Dinah era stata vittima di violenza fisica e familiare, privata almeno in apparenza di ogni volontà di decidere. Tamar è vittima della vita stessa, che le toglie la possibilità di divenire madre, ma anche del patriarca Giuda, che le impedisce di esercitare il suo diritto di avere figli. In un certo modo, anche lui le fa violenza.
I primi ad usarle violenza, veramente, erano stati i suoi sposi, in successione, con i loro peccati. Quello di Er non è specificato, ma Onan aveva ceduto all’egoismo di rifiutare al fratello scomparso, e alla di lui moglie, il diritto di avere un figlio lasciando così dietro di sé una discendenza. La tradizione post biblica (apocrifa e rabbinica) equipara a questo il peccato di Er, che non si sarebbe mai unito a sua moglie per non avere figli da lei, oppure avrebbe evitato la possibilità del concepimento, forse pernon rovinare la sua bellezza con una gravidanza.
Tamar: da oggetto di violenza a redentrice
Ma Tamar non è, come Dinah, un soggetto passivo, e prende in mano il proprio avvenire.
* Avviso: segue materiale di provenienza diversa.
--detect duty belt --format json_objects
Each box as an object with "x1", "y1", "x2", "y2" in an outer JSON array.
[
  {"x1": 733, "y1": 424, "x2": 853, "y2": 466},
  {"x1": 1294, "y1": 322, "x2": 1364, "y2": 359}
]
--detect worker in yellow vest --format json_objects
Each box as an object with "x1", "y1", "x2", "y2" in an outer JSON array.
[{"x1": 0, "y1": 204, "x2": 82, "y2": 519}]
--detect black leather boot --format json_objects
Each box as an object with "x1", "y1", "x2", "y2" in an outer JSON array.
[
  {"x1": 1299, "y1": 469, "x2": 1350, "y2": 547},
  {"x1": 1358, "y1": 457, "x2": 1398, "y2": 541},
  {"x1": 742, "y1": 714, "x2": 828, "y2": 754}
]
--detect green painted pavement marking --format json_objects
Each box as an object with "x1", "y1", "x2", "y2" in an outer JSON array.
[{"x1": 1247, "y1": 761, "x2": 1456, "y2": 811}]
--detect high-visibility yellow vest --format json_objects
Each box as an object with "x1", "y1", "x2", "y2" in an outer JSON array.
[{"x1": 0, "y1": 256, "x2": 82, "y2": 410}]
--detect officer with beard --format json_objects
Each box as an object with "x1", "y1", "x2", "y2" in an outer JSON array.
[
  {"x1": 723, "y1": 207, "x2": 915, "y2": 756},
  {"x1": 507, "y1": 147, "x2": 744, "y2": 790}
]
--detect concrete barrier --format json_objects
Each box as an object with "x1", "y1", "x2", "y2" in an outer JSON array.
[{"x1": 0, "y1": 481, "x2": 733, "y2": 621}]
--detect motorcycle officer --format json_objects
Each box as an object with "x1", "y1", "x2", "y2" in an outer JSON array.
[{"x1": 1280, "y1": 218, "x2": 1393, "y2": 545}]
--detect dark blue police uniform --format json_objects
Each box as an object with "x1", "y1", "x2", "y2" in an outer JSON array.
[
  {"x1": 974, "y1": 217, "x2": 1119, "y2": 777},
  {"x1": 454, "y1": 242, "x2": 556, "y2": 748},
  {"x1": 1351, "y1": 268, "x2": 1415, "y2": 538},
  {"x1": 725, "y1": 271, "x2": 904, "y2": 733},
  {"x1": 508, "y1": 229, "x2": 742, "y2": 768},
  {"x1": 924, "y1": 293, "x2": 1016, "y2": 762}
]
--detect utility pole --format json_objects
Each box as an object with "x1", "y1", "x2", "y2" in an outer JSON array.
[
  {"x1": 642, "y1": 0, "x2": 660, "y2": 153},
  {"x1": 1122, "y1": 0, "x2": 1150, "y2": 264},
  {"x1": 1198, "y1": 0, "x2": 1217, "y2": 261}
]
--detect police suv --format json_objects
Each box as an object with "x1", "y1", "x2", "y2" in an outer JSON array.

Lo fa in modo deviato e moralmente riprovevole, mediante un inganno, un adulterio e un incesto: ma l’evidenza dei fatti convince Giuda che il maggior colpevole è lui, che ha privato una donna del più grande dei suoi diritti. In Genesi 38, l’incesto diviene redentivo e impedisce a Giuda l’oblio della sua discendenza attraverso la continuazione del suo nome. Grazie a Tamar!
Può sembrare assurdo quanto veniamo dicendo, ma infrangendo le regole del patriarcato Tamar lo salva, e la giustizia trionfa in un modo ben bizzarro, attraverso forzature e storture. Giuda, da parte sua, si riscatta con il condannarsi da solo: anche lui ha molto sofferto, ha perso due figli e la moglie, vede incerta la sorte della propria discendenza, e non trova migliore soluzione che procrastinare ogni decisione… è Tamar a decidere ed agire per lui.